As Joy Pullmann observed, the Benedict Option is “summed up by a New Yorker named Leah Libresco Sargeant on page 142: “[P]eople won’t do it unless you call it something different. It’s just the church being what the church is supposed to be, but if you give it a name, that makes people care.”

For some, Dreher’s acknowledgment that he has merely given a name to something that is not new is a weakness, or as Simms describes it, a “gimmick.” For me, it is a revelation, a way of talking about what my husband and I have been doing for more than 20 years without realizing it. To be able to give our way of life a name so we can talk about it with others who are doing the same thing and to build one another up in our efforts is hardly a gimmick: it is a gift. (Dreher gave a similar gift when he wrote “Crunchy Cons.”)

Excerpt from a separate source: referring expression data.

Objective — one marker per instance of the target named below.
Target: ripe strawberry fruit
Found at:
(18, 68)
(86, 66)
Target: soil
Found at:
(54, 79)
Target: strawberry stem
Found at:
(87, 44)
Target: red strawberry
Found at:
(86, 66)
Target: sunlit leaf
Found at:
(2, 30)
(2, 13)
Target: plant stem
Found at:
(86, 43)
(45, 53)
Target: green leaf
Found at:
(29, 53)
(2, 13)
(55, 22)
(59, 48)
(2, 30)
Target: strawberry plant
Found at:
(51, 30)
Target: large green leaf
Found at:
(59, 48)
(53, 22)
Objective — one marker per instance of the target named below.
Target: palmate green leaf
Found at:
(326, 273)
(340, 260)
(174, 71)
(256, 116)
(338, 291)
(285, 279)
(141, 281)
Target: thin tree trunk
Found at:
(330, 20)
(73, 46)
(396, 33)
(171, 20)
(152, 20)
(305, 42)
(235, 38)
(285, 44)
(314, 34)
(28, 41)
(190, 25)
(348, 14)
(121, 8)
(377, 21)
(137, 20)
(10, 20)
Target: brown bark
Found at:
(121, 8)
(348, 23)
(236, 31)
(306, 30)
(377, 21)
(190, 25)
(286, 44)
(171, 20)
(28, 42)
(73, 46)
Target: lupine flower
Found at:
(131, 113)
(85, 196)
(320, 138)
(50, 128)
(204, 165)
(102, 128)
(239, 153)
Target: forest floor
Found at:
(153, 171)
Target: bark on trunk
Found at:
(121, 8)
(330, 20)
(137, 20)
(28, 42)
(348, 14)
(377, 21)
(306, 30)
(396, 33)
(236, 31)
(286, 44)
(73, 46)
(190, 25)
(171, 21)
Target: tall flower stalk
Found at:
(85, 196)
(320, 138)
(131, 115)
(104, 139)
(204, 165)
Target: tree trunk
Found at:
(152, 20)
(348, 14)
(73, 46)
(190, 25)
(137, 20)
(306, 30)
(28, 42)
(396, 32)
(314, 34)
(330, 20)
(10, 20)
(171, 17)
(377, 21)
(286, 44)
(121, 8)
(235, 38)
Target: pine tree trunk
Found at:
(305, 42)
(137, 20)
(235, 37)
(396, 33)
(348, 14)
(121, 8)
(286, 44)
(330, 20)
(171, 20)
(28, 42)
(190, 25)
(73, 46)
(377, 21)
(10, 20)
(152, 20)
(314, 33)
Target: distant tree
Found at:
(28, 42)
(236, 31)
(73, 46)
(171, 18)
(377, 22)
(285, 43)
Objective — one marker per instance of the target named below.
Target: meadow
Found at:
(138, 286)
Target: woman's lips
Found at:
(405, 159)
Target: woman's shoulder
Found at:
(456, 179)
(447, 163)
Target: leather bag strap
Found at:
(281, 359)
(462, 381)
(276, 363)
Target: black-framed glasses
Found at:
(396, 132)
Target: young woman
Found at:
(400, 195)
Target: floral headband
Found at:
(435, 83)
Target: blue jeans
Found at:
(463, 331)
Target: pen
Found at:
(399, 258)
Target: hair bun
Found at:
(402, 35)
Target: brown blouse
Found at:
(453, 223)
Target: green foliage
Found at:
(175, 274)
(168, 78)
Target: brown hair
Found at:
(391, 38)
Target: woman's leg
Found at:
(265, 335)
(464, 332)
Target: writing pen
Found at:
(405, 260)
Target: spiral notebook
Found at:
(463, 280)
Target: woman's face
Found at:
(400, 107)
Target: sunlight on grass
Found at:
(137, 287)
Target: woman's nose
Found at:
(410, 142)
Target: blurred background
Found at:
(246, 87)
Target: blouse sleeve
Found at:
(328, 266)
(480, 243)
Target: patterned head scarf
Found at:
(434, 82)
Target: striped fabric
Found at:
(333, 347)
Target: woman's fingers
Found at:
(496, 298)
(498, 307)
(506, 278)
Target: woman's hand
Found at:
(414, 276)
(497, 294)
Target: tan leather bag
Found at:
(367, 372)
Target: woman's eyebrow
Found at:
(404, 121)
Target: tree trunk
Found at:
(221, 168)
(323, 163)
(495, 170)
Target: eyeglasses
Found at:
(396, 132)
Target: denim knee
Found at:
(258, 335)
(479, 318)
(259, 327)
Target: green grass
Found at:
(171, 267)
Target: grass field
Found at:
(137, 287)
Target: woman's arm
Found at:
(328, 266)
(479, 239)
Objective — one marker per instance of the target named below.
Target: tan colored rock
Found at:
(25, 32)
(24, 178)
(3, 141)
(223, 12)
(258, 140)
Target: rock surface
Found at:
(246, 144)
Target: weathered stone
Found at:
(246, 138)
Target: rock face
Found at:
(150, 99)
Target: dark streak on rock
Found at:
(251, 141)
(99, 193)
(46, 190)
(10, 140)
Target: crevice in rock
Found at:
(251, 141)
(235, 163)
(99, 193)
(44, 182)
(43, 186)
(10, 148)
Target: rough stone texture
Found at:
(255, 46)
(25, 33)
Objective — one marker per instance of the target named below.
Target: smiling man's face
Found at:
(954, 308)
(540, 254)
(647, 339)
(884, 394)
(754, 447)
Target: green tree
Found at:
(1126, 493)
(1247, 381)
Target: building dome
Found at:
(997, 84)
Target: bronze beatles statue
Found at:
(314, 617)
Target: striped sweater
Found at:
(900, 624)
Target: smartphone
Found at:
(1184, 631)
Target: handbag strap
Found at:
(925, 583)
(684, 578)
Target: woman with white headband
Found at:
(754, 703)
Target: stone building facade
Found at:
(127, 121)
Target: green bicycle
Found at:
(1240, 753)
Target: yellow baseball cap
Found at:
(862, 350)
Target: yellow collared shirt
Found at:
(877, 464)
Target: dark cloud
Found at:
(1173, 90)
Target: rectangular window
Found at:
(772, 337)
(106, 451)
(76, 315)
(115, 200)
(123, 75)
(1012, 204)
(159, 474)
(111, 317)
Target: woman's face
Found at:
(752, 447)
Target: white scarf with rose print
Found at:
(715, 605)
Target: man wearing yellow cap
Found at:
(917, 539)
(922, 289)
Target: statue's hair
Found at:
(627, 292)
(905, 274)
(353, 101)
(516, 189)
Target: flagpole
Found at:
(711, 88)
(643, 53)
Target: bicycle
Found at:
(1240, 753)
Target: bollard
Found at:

I recently read “Hillbilly Elegy,” by J. D. Vance. It was a profoundly affecting experience, as my husband and I could relate to a staggering number of things in the book. It was also sad. Vance unflinchingly and honestly catalogs both the circumstances and personal behaviors that can make it difficult to impossible for people to chart a different path from the one in which they have been brought up. Yet the only way out is to wrest what control one can: to take responsibility for one’s actions and to make choices instead of letting others make those choices for you.

That is what the Benedict Option is all about: choosing. Do you send your children to public school because that’s what people do, or do you consider alternatives? Do you take the culture as it comes, or do you discriminate, saying no to music, books, movies, fashion, and other societal trends that conflict with your values? Do you let every latest piece of technology into your family’s hands simply because it’s available, or do you draw some boundaries?

Do you resign yourself to compromising your beliefs in performing your job because that’s just what one has to do these days, or do you refuse and accept the consequences? Do you make church a priority and seek out one that is serious about confessing Christ, or do you look for one that is comfortable and easy to fit it in around the edges? Do you actually read the Bible and pray as a family, or do you just call yourself a Christian and hope this and the occasional prayer born of urgency is good enough to get you into heaven some day?

Read the whole thing; it’s really good.

In interviews recently, I’ve been pointing out that so many conservative Christian parents think they’ve got everything well in hand because they send their kids to a Christian school (or homeschool them), go to church on Sunday, maybe send their kids to the youth group, and they hold the correct conservative Christian opinions. Meanwhile, they’re handing their young kids smartphones, thereby undoing everything they (the parents) think they’re accomplishing. The most common complaint? My kids will be weird if they don’t have smartphones.

This is how we surrender agency, folks. This is not on Hollywood, or the media, or the public schools, or liberals, any other outsider we might wish to blame. This is on us Christians.